A Comissão de Saúde da Câmara dos Deputados realizou, nesta terça-feira (27), audiência pública para discutir a reforma do modelo obstétrico brasileiro. A audiência, que foi requerida pela deputada federal Ana Paula Lima (PT-SC), que saber a respeito dos desafios estruturais do modelo obstétrico no país, com destaca para a persistência de práticas de violência obstétrica, a medicalização excessiva dos partos, que na grande maioria das vezes acontecem sem base em evidências científicas, e a subutilização das enfermeiras obstetras e obstetrizes nos serviços de saúde.
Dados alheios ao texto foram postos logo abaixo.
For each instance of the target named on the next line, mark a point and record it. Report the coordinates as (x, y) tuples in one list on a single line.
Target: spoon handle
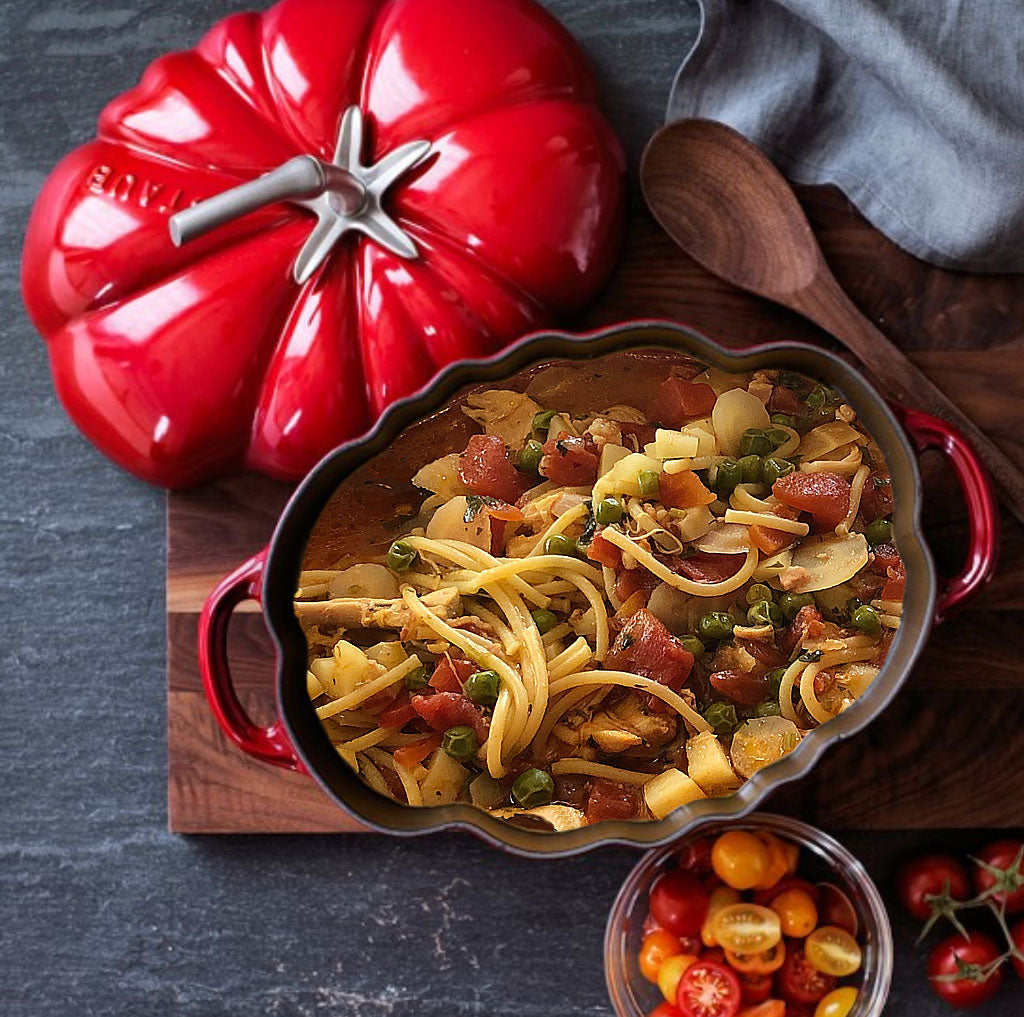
[(826, 305)]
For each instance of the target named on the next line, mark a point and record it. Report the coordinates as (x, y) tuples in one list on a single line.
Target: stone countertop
[(101, 910)]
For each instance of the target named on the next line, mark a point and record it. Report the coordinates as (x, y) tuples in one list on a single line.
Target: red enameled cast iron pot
[(296, 740)]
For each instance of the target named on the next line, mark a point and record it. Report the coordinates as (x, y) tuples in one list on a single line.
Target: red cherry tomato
[(798, 982), (970, 959), (930, 876), (709, 989), (679, 902), (1003, 854)]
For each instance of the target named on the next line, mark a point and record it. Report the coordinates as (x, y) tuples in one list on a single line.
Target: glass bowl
[(633, 996)]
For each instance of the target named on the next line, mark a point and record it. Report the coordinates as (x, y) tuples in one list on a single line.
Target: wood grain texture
[(920, 765)]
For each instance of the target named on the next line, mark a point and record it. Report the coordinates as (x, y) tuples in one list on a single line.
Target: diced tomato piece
[(631, 581), (398, 714), (877, 501), (485, 468), (679, 400), (646, 647), (416, 752), (825, 496), (444, 710), (683, 490), (608, 800), (569, 462), (451, 673), (604, 552)]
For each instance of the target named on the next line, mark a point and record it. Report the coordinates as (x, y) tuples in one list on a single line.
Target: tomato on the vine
[(931, 876), (963, 970), (679, 902), (709, 989), (1007, 855)]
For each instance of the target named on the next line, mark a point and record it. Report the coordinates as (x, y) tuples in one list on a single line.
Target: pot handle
[(928, 432), (270, 745)]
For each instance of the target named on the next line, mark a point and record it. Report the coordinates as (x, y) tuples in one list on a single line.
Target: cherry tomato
[(762, 963), (838, 1003), (1003, 854), (835, 907), (670, 973), (799, 983), (679, 902), (747, 928), (770, 1008), (929, 876), (721, 896), (656, 946), (797, 913), (967, 958), (755, 988), (709, 989), (740, 859), (833, 951)]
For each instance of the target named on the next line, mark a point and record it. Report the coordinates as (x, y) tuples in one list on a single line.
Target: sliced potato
[(735, 412)]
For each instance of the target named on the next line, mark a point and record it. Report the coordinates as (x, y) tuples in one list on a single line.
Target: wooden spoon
[(726, 205)]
“O Brasil segue com taxas inaceitáveis de mortalidade materna, que afetam desproporcionalmente mulheres negras, indígenas, periféricas e residentes de regiões com baixa cobertura de serviços especializados”, diz a deputada em seu requerimento.
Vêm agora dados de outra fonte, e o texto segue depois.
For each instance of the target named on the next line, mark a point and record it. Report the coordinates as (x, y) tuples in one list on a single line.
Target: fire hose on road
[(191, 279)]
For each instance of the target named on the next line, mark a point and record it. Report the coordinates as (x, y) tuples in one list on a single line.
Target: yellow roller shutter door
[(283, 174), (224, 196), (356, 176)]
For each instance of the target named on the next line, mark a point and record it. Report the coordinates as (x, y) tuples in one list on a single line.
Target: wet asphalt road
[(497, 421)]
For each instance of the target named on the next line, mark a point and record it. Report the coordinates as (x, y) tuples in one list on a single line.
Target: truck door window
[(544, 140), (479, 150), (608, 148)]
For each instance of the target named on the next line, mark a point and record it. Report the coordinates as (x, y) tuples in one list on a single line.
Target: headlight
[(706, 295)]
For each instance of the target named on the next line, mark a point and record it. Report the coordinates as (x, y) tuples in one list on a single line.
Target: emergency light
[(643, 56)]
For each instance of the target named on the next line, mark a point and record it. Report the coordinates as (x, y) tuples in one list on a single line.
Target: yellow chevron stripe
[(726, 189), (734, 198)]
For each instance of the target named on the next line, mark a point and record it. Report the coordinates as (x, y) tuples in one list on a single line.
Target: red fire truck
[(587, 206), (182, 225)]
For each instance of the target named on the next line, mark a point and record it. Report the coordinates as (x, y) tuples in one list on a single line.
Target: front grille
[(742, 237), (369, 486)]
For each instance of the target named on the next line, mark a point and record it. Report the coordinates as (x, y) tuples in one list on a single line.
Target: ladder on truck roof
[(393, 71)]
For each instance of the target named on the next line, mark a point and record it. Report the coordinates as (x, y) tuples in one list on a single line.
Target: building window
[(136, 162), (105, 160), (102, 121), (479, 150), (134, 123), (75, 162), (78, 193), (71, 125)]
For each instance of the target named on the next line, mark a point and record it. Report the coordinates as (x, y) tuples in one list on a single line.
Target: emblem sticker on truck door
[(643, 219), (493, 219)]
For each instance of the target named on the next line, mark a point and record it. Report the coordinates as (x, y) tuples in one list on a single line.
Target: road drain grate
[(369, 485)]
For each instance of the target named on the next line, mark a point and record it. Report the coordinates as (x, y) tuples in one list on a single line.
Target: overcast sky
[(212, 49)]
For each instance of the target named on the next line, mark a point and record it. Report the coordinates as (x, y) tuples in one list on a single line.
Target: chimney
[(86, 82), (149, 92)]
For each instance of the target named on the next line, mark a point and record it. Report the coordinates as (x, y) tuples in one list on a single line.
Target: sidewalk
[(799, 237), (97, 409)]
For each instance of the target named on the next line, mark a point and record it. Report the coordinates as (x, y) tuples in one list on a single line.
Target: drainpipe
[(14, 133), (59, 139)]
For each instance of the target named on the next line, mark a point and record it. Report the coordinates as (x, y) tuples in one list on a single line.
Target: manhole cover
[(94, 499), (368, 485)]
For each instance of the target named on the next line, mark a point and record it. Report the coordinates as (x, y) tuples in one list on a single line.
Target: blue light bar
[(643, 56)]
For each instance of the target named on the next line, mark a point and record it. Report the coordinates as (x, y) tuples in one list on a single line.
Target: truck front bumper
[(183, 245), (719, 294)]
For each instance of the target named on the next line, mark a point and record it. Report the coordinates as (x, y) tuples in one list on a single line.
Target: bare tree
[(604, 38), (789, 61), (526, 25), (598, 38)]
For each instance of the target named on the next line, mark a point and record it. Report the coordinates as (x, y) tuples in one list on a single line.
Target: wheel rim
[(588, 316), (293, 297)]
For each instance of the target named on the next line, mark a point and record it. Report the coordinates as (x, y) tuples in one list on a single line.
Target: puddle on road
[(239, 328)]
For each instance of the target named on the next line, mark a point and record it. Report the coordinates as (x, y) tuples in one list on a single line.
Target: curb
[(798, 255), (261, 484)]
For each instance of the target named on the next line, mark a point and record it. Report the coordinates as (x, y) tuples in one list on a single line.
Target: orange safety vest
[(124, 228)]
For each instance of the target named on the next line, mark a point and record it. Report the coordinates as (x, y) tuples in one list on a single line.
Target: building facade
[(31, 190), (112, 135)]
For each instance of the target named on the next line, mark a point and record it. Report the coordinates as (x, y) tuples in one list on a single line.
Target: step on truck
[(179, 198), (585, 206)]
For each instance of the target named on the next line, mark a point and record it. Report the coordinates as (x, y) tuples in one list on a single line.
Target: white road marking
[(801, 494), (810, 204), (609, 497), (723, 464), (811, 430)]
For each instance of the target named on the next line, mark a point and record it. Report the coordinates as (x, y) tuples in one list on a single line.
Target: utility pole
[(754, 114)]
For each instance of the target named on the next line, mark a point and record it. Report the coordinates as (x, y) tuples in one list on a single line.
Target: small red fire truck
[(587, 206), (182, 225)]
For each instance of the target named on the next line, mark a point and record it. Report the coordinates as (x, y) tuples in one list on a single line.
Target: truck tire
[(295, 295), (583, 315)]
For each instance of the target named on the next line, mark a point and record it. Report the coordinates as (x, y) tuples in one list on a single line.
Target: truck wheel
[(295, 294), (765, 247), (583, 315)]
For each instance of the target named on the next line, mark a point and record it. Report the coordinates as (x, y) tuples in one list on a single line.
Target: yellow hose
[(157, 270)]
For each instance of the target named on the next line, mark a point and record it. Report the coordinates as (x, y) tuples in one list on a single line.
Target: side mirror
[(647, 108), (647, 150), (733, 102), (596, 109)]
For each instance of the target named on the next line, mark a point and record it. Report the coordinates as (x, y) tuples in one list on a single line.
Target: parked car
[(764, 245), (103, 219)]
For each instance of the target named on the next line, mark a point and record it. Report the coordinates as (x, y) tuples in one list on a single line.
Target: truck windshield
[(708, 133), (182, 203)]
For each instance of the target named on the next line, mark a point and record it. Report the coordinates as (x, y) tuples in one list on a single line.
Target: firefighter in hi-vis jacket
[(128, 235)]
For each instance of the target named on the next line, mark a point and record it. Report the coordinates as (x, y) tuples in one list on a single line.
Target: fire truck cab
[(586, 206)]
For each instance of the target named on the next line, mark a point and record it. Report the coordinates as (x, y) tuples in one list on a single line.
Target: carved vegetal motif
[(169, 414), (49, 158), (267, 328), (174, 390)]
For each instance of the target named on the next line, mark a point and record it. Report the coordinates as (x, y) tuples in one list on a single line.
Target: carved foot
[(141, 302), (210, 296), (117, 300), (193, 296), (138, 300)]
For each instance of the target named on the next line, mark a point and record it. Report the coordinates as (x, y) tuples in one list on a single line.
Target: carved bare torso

A solicitação da audiência pública pela deputada, além de ser uma oportunidade para a discussão do tema, condiz também sua história pessoal, já que a mãe da parlamentar morreu durante o seu parto.
O debate se torna necessário, primeiro, porque amanhã, dia 28 de maio, se comemora o Dia Internacional de Luta pela Redução da Mortalidade Materna, e depois, porque no Brasil, cerca de 3 milhões de partos ocorrem por ano, sendo que desse total, cerca de 1,8 milhão é feito por meio de cesárea – desse total 870 mil seriam feitos sem necessidade. Os números se tornam um problema a ser debatido, já que a Organização Mundial de Saúde (OMS) determina que somente 15% dos partos realizados em um país seja feito de forma não natural.
Uma das convidadas da audiência pública foi a presidente da Rede pela Humanização do Parto e Nascimento (Rehuna), Daphne Rattner, que falou com o Poder Delas e destacou que o encontrou foi um “evento magnífico”, já que discutiu sobre um assunto que precisa ser modificado na cultura brasileira que utiliza de forma indiscriminada a prática da cesárea mesmo não havendo necessidade.

“Precisamos ter um cuidado que se apoie nas evidências científicas visando o bem-estar e a experiência positiva das pessoas que estão sendo cuidadas, as mulheres, o homem trans, o bebê, a acompanhante, que respeitem a cultura, que respeitem o processo fisiológico”, diz Rattner.
A presidente da Rehuna também lembra que a qualidade da assistência na hora do parto precisa mudar, já que há no país um “excesso de intervenções” cirúrgicas, e no que diz respeito ao modelo obstétrico brasileiro não é diferente.
“Peguemos, por exemplo, as cesarianas. Elas são excelentes quando você tem um risco de morte ou de algum problema mais sério para a mulher ou para o bebê. Mas utilizá-la sem critério gera e agrega risco ao paciente”, explica.
Conforme Rattner ressalta, o fato de haver o uso de anestesia para se fazer a cesárea, já torna o que poderia ser um ato natural, um atendimento complexo. “Acidente de anestesia acontecer com qualquer cirurgia”, afirma.
“Nós precisamos mudar o modelo, para um modelo que já se provou internacionalmente como efetivo, de qualidade, e, neste modelo, teremos toda uma equipe que trabalha de forma colaborativa visando o bem-estar de quem esta sendo cuidado”, defende Rattner.
Dentro dessa equipe, ela diz, estariam profissionais como enfermeiras obstétricas, parteiras, doulas e a utilização de partos domiciliares.
Dados do Ministério da Saúde mostram que 9 e cada 10 mortes maternas são evitáveis com acesso oportuno à cuidados maternos baseados em evidências. Só no período da pandemia de Covid-19, por exemplo, cerca de 3.030 mulheres morreram, em 2021, o que representou um aumento de 74% em relação ao ano de 2014.
Como possíveis soluções para o alto índice de mulheres que morrem durante o parto e a gravidez, está redução de mortalidade materna até 2027; a redução em 50% da mortalidade para mulheres pretas e indígenas até 2027; e obtenção do Objetivos de Desenvolvimento Sustentável (ODS), da ONU, até 2030 – com 30 óbitos por 100 mil nascidos.